The 3-NT levels were measured in the cerebellar homogenates prepared from frozen tissue according to the procedure previously described [20]. Briefly, the individual cerebella were homogenized in a phosphate buffer containing detergents and protease inhibitors. The supernatants were collected by centrifugation at 16,000×g for 30 min at 4°C. 3-NT in the supernatants was measured using aliquots (equivalent to 25 mg tissue) derived from individual male and female cerebellar samples (n = 3–6 litters); 3-NT was assayed with a commercially available 3-NT ELISA kit (Percipio Biosciences, Inc., Foster City, CA, USA).
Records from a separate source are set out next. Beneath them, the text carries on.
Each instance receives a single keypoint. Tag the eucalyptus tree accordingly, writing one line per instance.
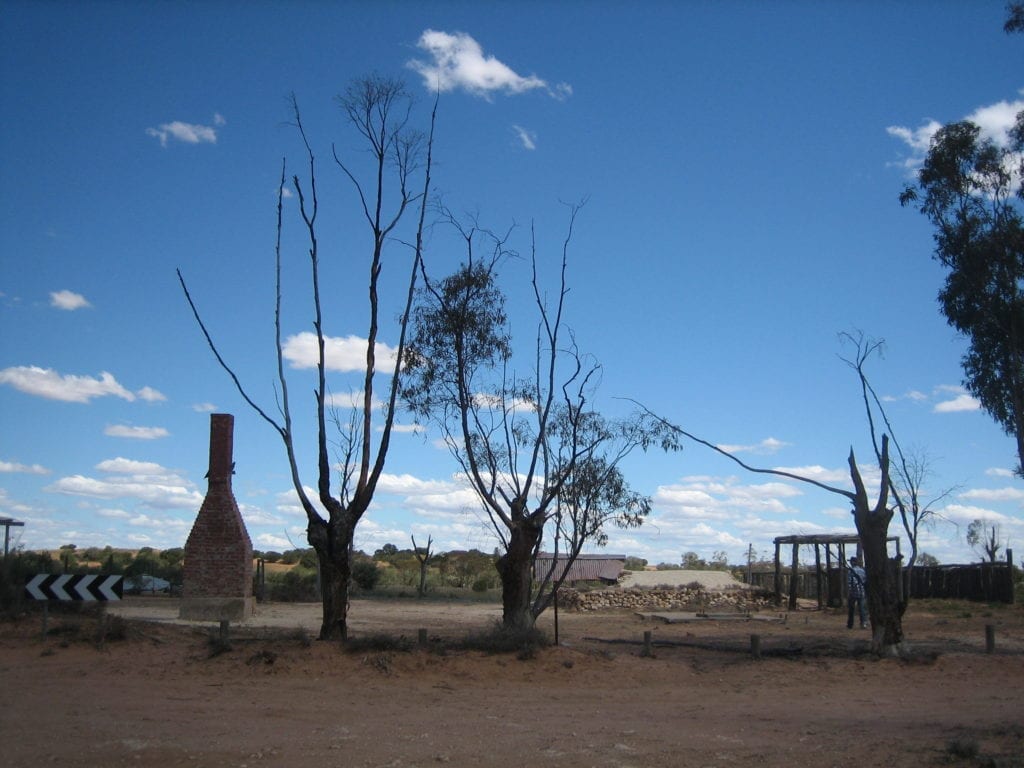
(532, 448)
(970, 188)
(392, 190)
(871, 513)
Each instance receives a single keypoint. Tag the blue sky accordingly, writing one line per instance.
(741, 163)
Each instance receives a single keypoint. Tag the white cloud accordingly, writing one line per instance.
(352, 399)
(138, 433)
(964, 514)
(189, 133)
(911, 394)
(344, 354)
(458, 61)
(994, 121)
(147, 482)
(960, 402)
(994, 495)
(819, 473)
(998, 472)
(68, 300)
(526, 138)
(407, 428)
(722, 499)
(44, 382)
(151, 395)
(33, 469)
(766, 446)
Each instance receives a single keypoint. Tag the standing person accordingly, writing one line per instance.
(856, 582)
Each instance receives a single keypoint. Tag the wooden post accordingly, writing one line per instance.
(778, 573)
(829, 599)
(793, 577)
(555, 597)
(817, 574)
(647, 652)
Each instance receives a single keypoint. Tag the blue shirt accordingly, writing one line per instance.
(856, 579)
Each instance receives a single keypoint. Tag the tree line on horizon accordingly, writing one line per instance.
(544, 463)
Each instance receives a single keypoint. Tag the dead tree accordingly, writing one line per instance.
(423, 557)
(871, 521)
(520, 442)
(378, 110)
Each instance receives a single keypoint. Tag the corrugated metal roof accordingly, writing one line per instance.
(584, 568)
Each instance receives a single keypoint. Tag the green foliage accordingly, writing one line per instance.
(482, 584)
(693, 561)
(366, 574)
(297, 585)
(967, 188)
(984, 540)
(927, 560)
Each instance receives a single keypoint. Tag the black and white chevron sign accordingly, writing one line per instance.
(68, 587)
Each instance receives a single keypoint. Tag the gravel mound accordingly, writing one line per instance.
(710, 580)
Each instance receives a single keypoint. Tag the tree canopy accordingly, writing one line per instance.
(970, 188)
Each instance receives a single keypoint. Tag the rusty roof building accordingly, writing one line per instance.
(605, 568)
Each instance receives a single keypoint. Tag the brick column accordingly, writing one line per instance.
(218, 564)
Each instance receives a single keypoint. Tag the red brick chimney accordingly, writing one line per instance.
(218, 563)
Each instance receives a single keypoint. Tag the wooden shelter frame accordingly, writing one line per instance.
(823, 593)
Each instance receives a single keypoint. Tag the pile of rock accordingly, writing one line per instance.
(692, 597)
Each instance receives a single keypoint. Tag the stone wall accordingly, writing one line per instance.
(666, 598)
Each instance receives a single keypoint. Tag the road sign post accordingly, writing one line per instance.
(70, 587)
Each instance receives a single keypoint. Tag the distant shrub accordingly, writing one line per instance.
(297, 585)
(366, 574)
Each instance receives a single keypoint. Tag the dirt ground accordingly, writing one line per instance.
(157, 694)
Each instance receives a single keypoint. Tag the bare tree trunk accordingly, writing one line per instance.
(333, 545)
(884, 603)
(515, 568)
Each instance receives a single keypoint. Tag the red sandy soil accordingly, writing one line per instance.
(156, 694)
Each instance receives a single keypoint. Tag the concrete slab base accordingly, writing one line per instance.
(217, 608)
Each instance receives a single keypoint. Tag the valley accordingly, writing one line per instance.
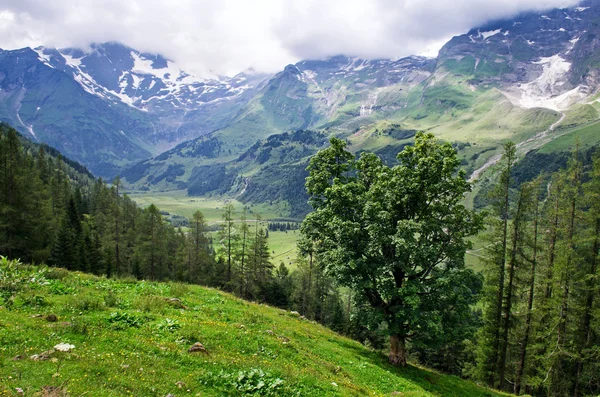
(330, 218)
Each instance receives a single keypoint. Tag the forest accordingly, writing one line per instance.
(381, 256)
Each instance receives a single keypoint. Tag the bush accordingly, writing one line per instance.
(110, 299)
(56, 273)
(85, 303)
(149, 303)
(178, 290)
(251, 382)
(123, 320)
(169, 325)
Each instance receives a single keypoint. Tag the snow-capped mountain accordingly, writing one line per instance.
(144, 81)
(546, 59)
(111, 106)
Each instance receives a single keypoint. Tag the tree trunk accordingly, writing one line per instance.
(509, 155)
(397, 351)
(525, 341)
(587, 318)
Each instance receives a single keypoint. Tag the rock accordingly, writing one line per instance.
(42, 356)
(176, 302)
(285, 340)
(197, 347)
(51, 318)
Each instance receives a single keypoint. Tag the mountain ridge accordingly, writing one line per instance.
(542, 63)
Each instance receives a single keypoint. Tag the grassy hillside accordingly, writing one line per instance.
(132, 339)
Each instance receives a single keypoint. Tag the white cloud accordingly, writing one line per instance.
(228, 36)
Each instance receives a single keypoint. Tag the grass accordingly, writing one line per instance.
(132, 338)
(178, 202)
(281, 244)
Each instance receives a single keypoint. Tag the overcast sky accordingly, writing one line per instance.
(228, 36)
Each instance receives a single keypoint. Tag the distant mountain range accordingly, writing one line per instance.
(121, 111)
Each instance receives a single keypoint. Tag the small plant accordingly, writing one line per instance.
(110, 299)
(251, 382)
(123, 320)
(168, 325)
(59, 288)
(178, 289)
(27, 300)
(85, 303)
(56, 273)
(149, 303)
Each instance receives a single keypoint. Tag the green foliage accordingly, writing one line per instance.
(251, 382)
(396, 236)
(168, 325)
(129, 356)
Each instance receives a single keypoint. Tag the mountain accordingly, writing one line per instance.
(111, 106)
(529, 79)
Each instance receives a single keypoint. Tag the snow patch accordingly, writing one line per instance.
(73, 62)
(43, 57)
(490, 33)
(545, 90)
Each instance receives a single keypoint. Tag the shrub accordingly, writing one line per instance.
(168, 325)
(251, 382)
(110, 299)
(85, 302)
(149, 303)
(178, 290)
(122, 320)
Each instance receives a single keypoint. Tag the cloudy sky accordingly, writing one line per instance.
(228, 36)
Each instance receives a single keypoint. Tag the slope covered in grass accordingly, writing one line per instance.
(132, 338)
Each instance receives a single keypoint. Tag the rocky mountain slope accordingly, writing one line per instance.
(528, 79)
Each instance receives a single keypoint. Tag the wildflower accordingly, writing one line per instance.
(64, 347)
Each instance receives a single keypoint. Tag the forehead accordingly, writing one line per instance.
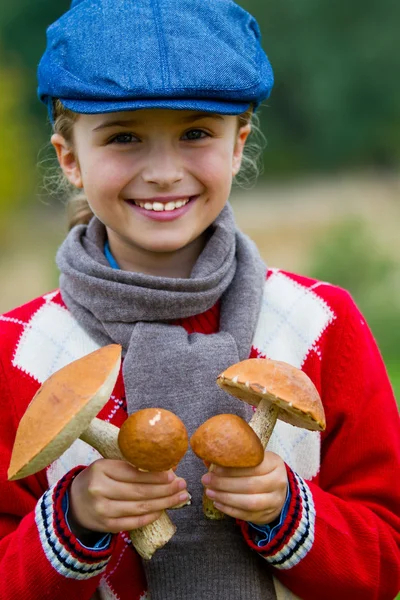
(151, 117)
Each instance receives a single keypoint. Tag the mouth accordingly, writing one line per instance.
(167, 205)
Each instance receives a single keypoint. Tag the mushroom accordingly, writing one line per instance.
(228, 441)
(63, 410)
(153, 439)
(278, 391)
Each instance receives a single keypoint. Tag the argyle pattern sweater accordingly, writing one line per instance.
(340, 538)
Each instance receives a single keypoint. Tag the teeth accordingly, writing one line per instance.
(159, 206)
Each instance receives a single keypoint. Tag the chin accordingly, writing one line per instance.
(166, 246)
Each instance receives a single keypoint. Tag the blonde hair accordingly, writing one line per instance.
(78, 209)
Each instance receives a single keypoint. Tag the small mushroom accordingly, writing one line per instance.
(228, 441)
(278, 391)
(153, 439)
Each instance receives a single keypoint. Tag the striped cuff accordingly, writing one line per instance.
(296, 535)
(62, 549)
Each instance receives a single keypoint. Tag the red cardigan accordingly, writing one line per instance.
(341, 536)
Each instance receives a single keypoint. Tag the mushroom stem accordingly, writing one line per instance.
(103, 437)
(264, 419)
(208, 506)
(262, 423)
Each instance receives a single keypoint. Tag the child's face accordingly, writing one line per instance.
(132, 164)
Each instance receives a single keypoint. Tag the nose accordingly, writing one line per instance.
(163, 166)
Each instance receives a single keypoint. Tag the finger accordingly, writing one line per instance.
(114, 509)
(262, 469)
(246, 502)
(138, 491)
(129, 523)
(270, 462)
(123, 471)
(239, 485)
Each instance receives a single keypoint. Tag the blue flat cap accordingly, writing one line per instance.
(112, 55)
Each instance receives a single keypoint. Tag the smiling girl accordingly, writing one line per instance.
(151, 105)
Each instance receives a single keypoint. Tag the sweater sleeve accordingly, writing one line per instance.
(39, 556)
(341, 537)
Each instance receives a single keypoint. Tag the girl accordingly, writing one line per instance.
(151, 104)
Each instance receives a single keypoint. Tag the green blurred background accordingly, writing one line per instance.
(327, 203)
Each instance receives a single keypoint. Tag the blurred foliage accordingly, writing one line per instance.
(349, 257)
(336, 101)
(16, 149)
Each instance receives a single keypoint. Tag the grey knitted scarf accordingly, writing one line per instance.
(166, 367)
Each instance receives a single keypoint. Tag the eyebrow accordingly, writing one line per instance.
(188, 119)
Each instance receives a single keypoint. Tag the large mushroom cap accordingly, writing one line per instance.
(282, 384)
(153, 439)
(227, 441)
(62, 409)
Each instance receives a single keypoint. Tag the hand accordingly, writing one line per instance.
(256, 494)
(112, 496)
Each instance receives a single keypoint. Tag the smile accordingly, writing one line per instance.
(160, 206)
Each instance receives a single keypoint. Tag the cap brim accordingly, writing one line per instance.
(108, 106)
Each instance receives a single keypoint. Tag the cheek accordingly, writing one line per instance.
(104, 175)
(214, 169)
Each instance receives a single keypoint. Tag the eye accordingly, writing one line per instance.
(123, 138)
(195, 134)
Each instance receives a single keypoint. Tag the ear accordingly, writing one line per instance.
(67, 160)
(242, 136)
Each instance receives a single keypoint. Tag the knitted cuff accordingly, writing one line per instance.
(296, 535)
(62, 549)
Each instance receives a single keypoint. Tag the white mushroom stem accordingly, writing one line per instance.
(262, 423)
(103, 437)
(264, 419)
(209, 509)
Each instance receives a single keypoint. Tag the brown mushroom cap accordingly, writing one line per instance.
(62, 409)
(282, 384)
(153, 439)
(227, 441)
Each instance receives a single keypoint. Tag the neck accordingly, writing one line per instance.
(177, 264)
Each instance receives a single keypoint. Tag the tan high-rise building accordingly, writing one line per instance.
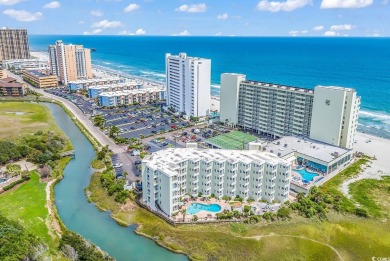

The ELISA plates were read at 450 nM. Data on 3-NT levels of individual cerebella were then pooled and the means expressed in picomoles per gram of tissue.

Analysis of Cerebellar D2 Activity

D2 activity was measured in the homogenates derived from individual male and female cerebellar samples by quantifying 125I-release from a 125I labeled T4 tracer (5,700 mCi/mg, Perkin Elmer Life Sciences, Boston, MA, USA) as described previously [21]. For the assays, 50 μg of protein were incubated for 4 h at 37°C with 1 nM T4 and 20 mM DTT. Background levels of deiodination were determined under identical conditions using 100 nM unlabeled T4. Data on D2 levels of individual cerebella were then pooled and expressed as means.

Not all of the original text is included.